While it is not fully understood why seasonal affective disorder occurs, there are several theories that are prominent.
- Circadian Rhythms- our circadian rhythms or biological clock regulates the times we wake and sleep each day. Exposure to sunlight plays an important role in sustaining our emotional balance. In the winter, daylight is shorter which can impact these rhythms, therefore causing a dysregulation that can result in SAD symptoms.
- Serotonin- it is possible that seasonal change can drop serotonin levels in individuals, causing symptoms of SAD.
- Melatonin- seasonal changes can cause the hormone melatonin to be produced differently. Melatonin is a hormone that regulates our sleep cycles, telling us when to sleep each night.
Symptoms of SAD
- Feeling depressed most of the day, nearly every day
- Changes in appetite
- Weight gain
- Craving carbohydrates
- A decrease in energy level
- Sleeping more than usual
- Difficulty concentrating
- Social withdrawal
- Loss of interest in activities that were once enjoyed
If someone experiences SAD during the summer months, they may experience different symptoms such as:
- Difficulty sleeping or insomnia
- Decrease in appetite
- Weight loss
Treatment options for depression generally would also benefit someone living with Seasonal Affective Disorder. These options would include talk therapy, medication, and wellness strategies. Light therapy is a treatment unique to SAD.

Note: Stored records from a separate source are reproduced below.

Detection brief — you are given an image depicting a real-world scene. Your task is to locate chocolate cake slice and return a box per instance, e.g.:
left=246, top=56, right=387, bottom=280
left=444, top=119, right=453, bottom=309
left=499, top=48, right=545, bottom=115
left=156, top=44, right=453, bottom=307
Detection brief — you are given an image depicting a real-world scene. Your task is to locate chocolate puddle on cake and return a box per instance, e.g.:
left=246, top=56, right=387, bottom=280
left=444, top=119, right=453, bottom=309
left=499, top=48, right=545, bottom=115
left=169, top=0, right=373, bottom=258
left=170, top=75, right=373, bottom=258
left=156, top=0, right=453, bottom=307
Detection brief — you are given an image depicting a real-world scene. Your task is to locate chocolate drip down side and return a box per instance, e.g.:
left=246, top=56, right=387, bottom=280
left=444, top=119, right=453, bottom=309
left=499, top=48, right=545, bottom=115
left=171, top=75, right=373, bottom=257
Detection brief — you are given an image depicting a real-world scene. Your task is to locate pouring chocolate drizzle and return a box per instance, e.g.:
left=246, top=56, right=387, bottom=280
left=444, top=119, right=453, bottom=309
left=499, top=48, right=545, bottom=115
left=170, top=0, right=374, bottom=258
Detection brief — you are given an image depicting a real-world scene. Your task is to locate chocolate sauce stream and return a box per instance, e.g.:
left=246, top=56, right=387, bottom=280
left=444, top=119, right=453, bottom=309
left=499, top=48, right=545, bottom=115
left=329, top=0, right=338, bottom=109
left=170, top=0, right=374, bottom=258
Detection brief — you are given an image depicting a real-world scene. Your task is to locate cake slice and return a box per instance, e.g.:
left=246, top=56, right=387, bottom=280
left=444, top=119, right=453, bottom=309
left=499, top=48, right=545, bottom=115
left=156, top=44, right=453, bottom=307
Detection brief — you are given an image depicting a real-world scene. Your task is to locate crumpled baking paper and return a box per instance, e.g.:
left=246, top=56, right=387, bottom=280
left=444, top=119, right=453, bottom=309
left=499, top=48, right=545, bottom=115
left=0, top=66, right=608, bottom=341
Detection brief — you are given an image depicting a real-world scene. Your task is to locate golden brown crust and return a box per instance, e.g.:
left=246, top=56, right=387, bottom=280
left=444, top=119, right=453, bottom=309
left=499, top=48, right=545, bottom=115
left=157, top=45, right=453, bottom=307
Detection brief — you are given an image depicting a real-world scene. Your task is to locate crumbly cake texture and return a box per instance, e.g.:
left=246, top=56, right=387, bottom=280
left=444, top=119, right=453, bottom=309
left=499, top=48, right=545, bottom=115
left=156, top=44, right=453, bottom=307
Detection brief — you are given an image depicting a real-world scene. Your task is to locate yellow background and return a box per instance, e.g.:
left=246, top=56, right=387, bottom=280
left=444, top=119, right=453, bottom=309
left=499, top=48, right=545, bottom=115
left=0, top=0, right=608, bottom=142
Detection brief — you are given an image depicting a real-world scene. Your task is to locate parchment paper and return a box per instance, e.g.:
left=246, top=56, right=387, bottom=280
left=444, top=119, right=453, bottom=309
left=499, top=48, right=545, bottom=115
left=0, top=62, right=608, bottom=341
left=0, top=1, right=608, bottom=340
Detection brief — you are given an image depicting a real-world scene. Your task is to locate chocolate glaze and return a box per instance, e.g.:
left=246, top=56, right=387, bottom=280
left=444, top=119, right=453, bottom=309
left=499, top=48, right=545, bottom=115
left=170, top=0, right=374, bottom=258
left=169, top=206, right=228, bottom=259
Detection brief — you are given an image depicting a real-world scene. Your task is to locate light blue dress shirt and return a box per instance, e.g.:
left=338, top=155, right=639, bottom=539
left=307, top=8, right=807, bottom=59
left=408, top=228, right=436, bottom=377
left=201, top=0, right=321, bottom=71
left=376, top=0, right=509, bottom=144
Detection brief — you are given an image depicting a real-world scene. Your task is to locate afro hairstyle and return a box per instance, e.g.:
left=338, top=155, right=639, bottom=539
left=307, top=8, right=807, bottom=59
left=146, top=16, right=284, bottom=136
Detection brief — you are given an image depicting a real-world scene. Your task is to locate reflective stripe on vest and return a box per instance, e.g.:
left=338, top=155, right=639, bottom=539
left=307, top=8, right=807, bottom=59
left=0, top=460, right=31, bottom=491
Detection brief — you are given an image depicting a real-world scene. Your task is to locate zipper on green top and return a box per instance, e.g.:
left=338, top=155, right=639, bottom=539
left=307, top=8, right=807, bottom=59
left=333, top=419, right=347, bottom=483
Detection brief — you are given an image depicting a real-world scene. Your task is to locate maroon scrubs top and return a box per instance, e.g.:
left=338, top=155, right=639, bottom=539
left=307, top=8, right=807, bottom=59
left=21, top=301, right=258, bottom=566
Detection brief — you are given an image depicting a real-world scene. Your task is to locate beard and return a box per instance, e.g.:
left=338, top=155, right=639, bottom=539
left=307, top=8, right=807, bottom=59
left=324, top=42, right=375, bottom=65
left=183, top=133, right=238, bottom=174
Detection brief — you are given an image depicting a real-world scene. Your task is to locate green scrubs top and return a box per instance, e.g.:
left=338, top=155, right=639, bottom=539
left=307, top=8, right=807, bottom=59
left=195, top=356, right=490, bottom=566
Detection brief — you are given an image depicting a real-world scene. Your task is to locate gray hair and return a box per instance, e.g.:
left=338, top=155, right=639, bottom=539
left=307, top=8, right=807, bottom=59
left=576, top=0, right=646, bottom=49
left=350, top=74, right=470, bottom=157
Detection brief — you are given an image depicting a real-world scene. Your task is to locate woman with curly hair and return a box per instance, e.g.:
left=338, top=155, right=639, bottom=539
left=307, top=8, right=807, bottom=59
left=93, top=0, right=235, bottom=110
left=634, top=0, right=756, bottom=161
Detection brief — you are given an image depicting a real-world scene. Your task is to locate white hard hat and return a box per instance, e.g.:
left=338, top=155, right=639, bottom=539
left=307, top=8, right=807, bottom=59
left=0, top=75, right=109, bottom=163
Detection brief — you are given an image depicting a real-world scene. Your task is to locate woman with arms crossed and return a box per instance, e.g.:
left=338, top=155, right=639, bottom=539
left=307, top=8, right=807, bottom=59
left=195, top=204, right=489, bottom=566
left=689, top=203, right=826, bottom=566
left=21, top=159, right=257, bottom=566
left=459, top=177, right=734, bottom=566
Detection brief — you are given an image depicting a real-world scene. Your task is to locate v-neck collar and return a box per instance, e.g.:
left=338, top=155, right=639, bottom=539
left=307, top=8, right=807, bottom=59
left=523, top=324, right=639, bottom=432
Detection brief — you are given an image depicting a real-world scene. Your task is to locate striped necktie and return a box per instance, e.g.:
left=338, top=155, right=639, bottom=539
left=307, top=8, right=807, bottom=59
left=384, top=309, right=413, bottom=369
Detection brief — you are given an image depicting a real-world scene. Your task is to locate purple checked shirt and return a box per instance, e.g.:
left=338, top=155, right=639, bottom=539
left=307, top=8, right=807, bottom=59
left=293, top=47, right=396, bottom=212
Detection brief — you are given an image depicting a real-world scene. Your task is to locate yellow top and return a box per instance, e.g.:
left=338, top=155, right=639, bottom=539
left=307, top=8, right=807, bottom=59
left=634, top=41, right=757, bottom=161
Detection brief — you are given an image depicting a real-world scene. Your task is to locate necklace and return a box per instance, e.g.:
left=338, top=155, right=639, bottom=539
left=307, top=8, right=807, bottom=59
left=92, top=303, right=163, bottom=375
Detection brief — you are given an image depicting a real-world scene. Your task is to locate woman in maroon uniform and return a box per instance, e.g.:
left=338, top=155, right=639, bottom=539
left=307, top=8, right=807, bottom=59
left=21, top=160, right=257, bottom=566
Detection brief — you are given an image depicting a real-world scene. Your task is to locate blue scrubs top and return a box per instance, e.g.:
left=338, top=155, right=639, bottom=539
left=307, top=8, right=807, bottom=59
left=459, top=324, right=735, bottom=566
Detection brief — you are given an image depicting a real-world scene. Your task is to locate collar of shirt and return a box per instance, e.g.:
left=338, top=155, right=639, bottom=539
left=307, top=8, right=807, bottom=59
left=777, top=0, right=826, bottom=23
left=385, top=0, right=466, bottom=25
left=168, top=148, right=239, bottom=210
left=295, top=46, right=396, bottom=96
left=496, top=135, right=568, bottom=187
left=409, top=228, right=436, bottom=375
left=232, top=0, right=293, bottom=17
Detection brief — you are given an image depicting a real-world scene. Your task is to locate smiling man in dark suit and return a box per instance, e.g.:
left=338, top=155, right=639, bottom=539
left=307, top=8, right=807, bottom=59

Light therapy involves exposing yourself to bright light, either through a specially designed lightbox or a light visor for at least 30 minutes per day. Typical light bulbs are not enough for this type of therapy. The rationale behind using light is to make up for the lack of light during winter months. People who use light therapy typically begin in the early fall and continue the treatment until spring. For the most effective treatment with light therapy it should be done consistently. Exposure to light should last about 20 to 30 minutes. It is
more effective when done early in the morning, using the light too close to bedtime could impact your ability to fall asleep. Light therapy is most effective when it is paired with other treatment strategies such as wellness practices and talk therapy.
Warnings and Limitations with Light Therapy
If you are a person who lives with bipolar know that Light Therapy can induce mania in some people. All people considering light therapy should consult with a mental health professional or doctor before using this treatment.